Volkswagen lässt uns weit in die Zukunft blicken, denn die Studie „Volkswagen I.D.“ soll ab 2020 auf der Straße zu sehen sein. Der I.D. ist der erste Volkswagen der den Grundstein bilden soll für eine komplette Flotte von Elektroautos. Die Studie bietet je nach Leistung und Batteriegröße eine Reichweite zwischen 400 und 600 km und zeigt bereits jetzt in Paris die Vision des vollautomatisierten Fahrmodus (erst ab 2025 erwartet). Dafür zieht sich das Lenkrad ein und gibt Platz frei für den Fahrer.

Auf den ersten Blick ist dieses Fahrzeug als „Zero Emission Vehicle“ zu entdecken, das hatte Volkswagen bis dato beim VW e-Up und dem VW e-Golf nicht gemacht – bzw. nur noch durch veränderte Designelemente zum Ausdruck gebracht.

Der Volkswagen I.D. ist auf den ersten Blick als Elektrofahrzeug zu erkennen. Unter der Haube sitzt ein 125 kW starker Elektroantrieb, der ist gut für eine autobahntaugliche Höchstgeschwindigkeit von 160 km/h. Auf der Basis des Modularen Elektrifizierungsbaukastens von Volkswagen entsteht hier ein Fahrzeug, welches parallel zum VW Golf an den Start gehen soll. Mir gefallen der sogenannte „Open Space“, also das Platzangebot im Innenraum und durchaus auch der Design-Mix.

Um es noch einmal auf den Punkt zu bringen: Der Volkswagen I.D. ist eine Idee, ein Concept, eine Studie – aber er wird kommen. Ob sich das Design in den nächsten vier Jahren noch ändern wird? Vermutlich. Vermutlich sind auch nicht alle Dinge direkt umsetzbar, aber neue Anzeige- und Bedienkonzepte werden wir sehen, neue Elektrofahrzeuge ebenfalls und früher oder später werden wir auch teilautonom unterwegs sein – da bin ich mir ziemlich sicher.

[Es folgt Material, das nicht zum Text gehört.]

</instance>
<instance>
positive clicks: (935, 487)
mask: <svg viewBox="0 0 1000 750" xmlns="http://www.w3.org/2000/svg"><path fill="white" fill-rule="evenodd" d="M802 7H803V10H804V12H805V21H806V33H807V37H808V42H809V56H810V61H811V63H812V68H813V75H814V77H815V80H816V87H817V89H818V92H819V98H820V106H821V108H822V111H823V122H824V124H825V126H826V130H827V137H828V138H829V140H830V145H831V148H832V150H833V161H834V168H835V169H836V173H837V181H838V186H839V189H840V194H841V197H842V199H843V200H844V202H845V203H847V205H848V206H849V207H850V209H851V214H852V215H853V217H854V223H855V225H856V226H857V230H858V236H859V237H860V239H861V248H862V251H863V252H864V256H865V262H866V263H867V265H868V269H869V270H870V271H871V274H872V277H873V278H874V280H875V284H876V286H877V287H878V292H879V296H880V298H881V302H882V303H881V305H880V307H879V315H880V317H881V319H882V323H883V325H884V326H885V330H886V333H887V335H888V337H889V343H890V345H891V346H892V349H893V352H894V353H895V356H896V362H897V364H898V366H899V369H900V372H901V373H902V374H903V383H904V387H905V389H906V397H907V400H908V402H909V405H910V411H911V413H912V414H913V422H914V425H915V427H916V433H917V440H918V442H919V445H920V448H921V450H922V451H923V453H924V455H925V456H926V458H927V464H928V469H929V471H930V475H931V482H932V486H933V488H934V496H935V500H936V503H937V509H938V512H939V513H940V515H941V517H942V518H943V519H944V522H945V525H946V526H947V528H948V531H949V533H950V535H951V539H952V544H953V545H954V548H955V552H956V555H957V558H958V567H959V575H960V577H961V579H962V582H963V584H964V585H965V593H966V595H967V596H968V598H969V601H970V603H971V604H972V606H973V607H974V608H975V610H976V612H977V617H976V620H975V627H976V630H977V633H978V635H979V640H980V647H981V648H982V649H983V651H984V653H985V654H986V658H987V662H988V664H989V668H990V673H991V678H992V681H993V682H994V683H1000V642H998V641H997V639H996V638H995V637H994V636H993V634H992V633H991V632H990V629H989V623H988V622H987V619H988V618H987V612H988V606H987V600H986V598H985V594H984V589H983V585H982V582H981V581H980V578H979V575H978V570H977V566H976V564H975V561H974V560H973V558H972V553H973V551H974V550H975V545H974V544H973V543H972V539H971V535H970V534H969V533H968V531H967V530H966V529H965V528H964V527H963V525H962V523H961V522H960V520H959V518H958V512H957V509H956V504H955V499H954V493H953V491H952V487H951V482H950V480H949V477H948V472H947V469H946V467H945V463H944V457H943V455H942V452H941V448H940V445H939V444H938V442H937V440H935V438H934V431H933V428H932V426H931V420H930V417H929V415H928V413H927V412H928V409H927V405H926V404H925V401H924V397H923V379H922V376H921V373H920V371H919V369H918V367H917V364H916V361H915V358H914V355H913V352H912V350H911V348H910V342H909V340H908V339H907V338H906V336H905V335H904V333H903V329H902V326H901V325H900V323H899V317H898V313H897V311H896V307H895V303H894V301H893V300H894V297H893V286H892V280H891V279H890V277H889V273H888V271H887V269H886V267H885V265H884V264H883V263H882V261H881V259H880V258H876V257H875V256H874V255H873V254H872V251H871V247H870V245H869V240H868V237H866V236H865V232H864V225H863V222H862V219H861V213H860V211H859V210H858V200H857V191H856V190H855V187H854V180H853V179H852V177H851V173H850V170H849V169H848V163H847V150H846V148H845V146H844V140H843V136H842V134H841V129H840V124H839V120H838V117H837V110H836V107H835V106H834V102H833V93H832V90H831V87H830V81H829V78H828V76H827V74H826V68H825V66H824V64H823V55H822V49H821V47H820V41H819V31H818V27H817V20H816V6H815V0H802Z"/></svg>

Das Fahrzeug ist interessant gezeichnet, dank einem langen Radstand bietet er viel Platz im Innenraum und dank der Räder, die sich an der Vorderachse stark einlenken lassen, schrumpft der Wendekreis auf nur 9,9 Meter. Der viertürige Volkswagen I.D. ist mit einer Länge von 4,1 m lang und damit etwas kürzer als ein aktueller VW Golf, der Radstand ist aber im Vergleich 13cm länger und liegt damit fast auf VW Passat Niveau.

Mitsubishi zeigt ein „Highend-SUV-Modell mit hochmodernem Plug-in Hybridsystem und „Triple Motor“-Allradkonzept, bestehend aus insgesamt drei Elektromotoren“ – okay, ich sehe hier eher einen Ausblick auf den nächsten Mitsubishi Outlander.

Zurück zu Mercedes: Sehr eindrucksvoll hat Dr. Dieter Zetsche durch die Pressevorstellung geführt, zunächst die elektrisch angetriebenen smart ED Modelle präsentiert. Eine Reichweite von 160 km versprechen die smart ED Modelle. Somit ausreichend für den urbanen Stadtverkehr.

Nach dem elektrisch angetriebenen Stadtflitzer kam dann das neue Concept von Mercedes-Benz, der Anfang der Generation EQ:

Reichweite? Über 500 km, zwei Elektromotoren erzeugen je nach Ausbaustufe eine Leistung von bis zu 300 kW. Damit geht es dank einem maximalen Drehmoment von 700 Nm innerhalb von 5 Sekunden von 0 auf 100 km/h. Noch eine Studie, eine Vision – aber in der Zukunft setzt man bei fast allen Herstellern auf die Elektrifizierung.

Ob wir dann in der Zukunft wirklich in einer Art „Clublounge“ sitzen? Ob wir demnächst überall Displays haben? Kapazitive Tastenfelder, Sprach- und Gestensteuerung, elektronische Innenspiegel, Augmented-Reality Head-up-Displays… die Zukunft ist und bleibt spannend, egal ob nun mit oder ohne Elektroantrieb und ich weiß nicht wie es euch ergeht, aber ich freue mich tierisch darauf. Nächsten Mittwoch gibt es weitere News vom Automobil-Salon Paris 2016!